The auto industry is slowly shifting to develop more eco friendly cars, as CAFE regulations has increased to 54.5 mpg by 2020. Not only are there regulations on fuel emissions in the U.S., but the Chinese government has also begun to regulate the auto industry as well. The Chinese government is subsidizing the production of hybrid and electric vehicles in order to get a minimum of 5 million electric and hybrid vehicles on the road by 2020. Companies such as Nissan have begun to mass produce electric cars such as the Nissan Leaf, however, the majority of these production lines have been stopped due to a lack of profitability. This lack of profitability can be attributed to poor battery life and lack of charging stations. Hybrids and Electric vehicles thus only represent a short term solution to the emission problem. Electric vehicles can only be used for short trips, while hybrids are too expensive for the average consumer. This makes these vehicles less practical and not very popular among the average consumer.

What many car manufacturers view as the long term solution to the emission problem are fuel cell electric vehicles (FCV). These FCV’s are powered using hydrogen and only emit water and can travel up to 700 kilometers on one tank of hydrogen. Toyota revealed its plans to create an FCV in 2013, it is going to be introduced to the market in 2014, mainly in California. By 2015 Toyota hopes to build 50 hydrogen charging stations throughout California. The FCV is considered a better solution than the problems associated with battery operated vehicles, the only potential with the FCV is insuring a competitive price for hydrogen.

Moving forward, engineers will continue to make changes to the internal combustion engine to meet CAFE standards. This will serve as a bridge until more eco friendly vehicles become commercially viable. The FCV is looked upon by many players in the auto industry as potentially the future of eco friendly vehicles. It represents a cheaper alternative to electric vehicles, which makes it easier to be purchased by consumers in emerging markets. The ability to make cheaper FCV cars is crucial moving forward because it represents a way to lower automobile emissions as well as allow the auto manufacturers to target consumers in poorer emerging market countries.


2 comments to The Development of the Auto Industry: Short and Long Term Solutions to Harmful Emissions

  • Kade Kenlon

    What many people forget is that electric vehicles still require the burning of fossil fuels to gather that energy. Water as a source of energy potentially completely free from burning fossil fuels. However, FCV are definitely a long-term project as the development of these vehicles is no where near electric much less gasoline. To make a successful FCV it needs to have the same driving ability as an internal combustion engine. People have grown up with those cars for decades and the exhilaration that comes with driving a gasoline powered car has yet to be matched by any other power source.
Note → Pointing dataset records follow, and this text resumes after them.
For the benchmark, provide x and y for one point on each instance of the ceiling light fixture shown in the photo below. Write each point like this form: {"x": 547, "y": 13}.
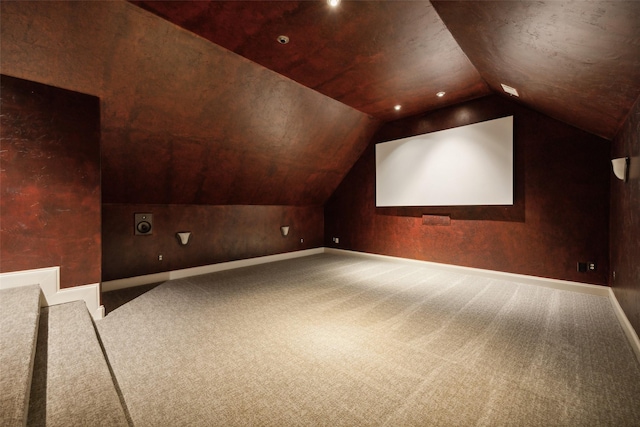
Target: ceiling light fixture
{"x": 510, "y": 90}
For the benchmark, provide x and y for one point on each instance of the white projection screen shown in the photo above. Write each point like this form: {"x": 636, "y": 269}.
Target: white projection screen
{"x": 463, "y": 166}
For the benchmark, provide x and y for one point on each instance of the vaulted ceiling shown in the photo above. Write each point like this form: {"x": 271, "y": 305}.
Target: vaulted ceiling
{"x": 577, "y": 61}
{"x": 200, "y": 104}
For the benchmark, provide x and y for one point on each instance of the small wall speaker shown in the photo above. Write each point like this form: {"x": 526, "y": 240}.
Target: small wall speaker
{"x": 143, "y": 224}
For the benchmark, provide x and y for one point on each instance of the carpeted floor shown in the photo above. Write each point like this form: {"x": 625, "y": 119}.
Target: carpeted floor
{"x": 341, "y": 340}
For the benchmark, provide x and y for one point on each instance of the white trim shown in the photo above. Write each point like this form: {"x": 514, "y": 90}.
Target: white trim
{"x": 147, "y": 279}
{"x": 565, "y": 285}
{"x": 49, "y": 281}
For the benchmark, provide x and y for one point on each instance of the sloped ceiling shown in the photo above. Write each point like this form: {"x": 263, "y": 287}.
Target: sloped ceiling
{"x": 201, "y": 105}
{"x": 183, "y": 120}
{"x": 577, "y": 61}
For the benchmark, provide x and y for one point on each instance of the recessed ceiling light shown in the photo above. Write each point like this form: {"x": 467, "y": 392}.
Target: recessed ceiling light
{"x": 510, "y": 90}
{"x": 283, "y": 39}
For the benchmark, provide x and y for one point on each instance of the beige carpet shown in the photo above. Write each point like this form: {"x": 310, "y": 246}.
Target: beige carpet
{"x": 341, "y": 340}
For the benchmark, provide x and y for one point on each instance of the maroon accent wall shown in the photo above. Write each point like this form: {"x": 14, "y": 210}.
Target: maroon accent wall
{"x": 560, "y": 215}
{"x": 49, "y": 181}
{"x": 219, "y": 234}
{"x": 185, "y": 121}
{"x": 625, "y": 220}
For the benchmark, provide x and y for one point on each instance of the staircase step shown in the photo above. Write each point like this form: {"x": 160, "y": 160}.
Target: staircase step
{"x": 19, "y": 312}
{"x": 72, "y": 384}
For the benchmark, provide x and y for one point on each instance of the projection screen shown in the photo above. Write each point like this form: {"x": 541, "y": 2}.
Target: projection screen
{"x": 463, "y": 166}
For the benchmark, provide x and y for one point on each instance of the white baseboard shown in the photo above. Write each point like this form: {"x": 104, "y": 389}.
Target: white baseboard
{"x": 565, "y": 285}
{"x": 147, "y": 279}
{"x": 49, "y": 281}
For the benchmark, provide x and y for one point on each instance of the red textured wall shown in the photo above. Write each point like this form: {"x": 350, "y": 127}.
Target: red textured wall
{"x": 219, "y": 234}
{"x": 560, "y": 215}
{"x": 49, "y": 181}
{"x": 625, "y": 220}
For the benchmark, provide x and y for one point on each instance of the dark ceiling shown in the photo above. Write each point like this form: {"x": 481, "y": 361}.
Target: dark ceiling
{"x": 577, "y": 61}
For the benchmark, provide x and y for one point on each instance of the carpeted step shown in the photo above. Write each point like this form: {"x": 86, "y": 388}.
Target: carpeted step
{"x": 72, "y": 384}
{"x": 19, "y": 311}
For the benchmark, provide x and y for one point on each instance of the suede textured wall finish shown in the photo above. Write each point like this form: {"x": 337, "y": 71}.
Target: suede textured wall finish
{"x": 560, "y": 215}
{"x": 219, "y": 234}
{"x": 625, "y": 221}
{"x": 49, "y": 181}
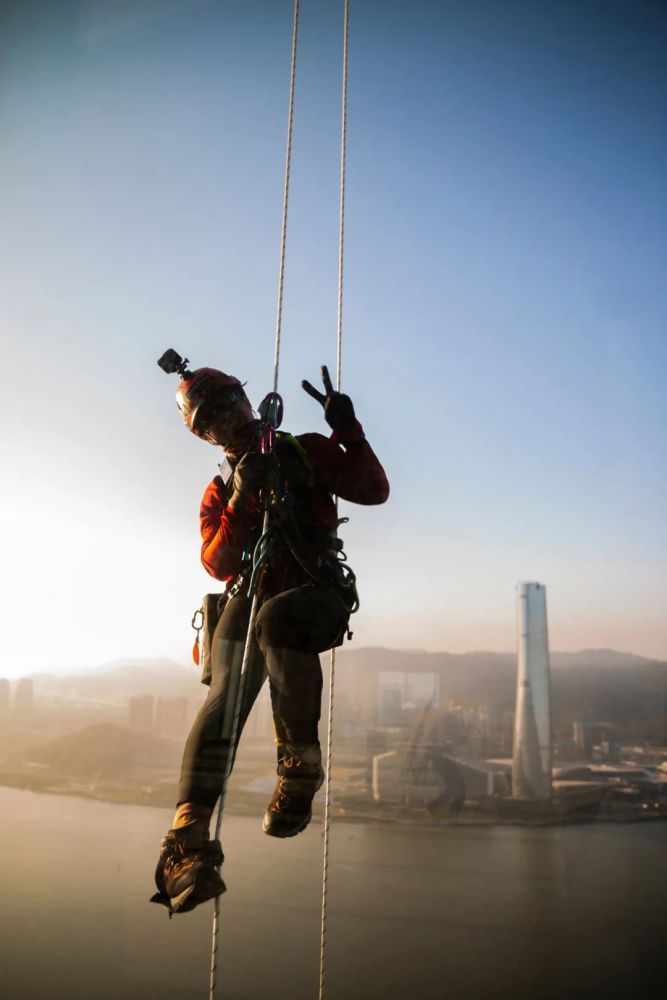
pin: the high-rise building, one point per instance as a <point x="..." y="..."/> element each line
<point x="141" y="713"/>
<point x="24" y="697"/>
<point x="531" y="763"/>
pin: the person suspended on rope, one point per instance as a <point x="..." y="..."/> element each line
<point x="305" y="594"/>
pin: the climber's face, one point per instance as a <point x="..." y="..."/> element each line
<point x="228" y="425"/>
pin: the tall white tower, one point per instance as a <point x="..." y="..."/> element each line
<point x="531" y="763"/>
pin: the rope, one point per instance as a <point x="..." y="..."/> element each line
<point x="339" y="365"/>
<point x="247" y="652"/>
<point x="283" y="234"/>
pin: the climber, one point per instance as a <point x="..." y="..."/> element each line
<point x="304" y="600"/>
Most consumers don’t want to give up that power that an internal combustion provides for a car. Other than the car itself, like you mentioned, charging stations will need to be quick, cheap, and plentiful. But, for the short term, electric is most likely the best option.

  • Fuel cell vehicles turn out to have many disadvantages, in effect you have a power creation source (the fuel cell) on top of batteries (since demands for power are more variable than fuel cell output). Hydrogen remains a huge problem, because it’s hard to store. Instead, why not just rely on batteries alone, and allow economies of scale in power generation? A simple comparison: on many criteria a big stationary fuel cell beats out multiple small mobile ones.
    Now in China the parking I’ve seen in high-end apartment buildings comes with power outlets, though perhaps not with the amperage needed for a battery electric vehicle. But my sense is that driving distances remain short, and so that barrier is less than in the US. The real problem remains up-front cost, which subsidies do not overcome. In effect, the Chinese government says they want it, but as with consumers, when push comes to shove, or shopping turns into purchase, the government isn’t willing to pay what it takes.
    Yes, they’re pulling technology along a bit, but hopes for a speedy transition have turned out not to be realistic, as costs for batteries aren’t falling fast enough, and the investment needs to actually transition to BEVs remain huge and even with a breakthrough, adding capacity for batteries and motors and power controllers and redesigning vehicles would still take over a decade.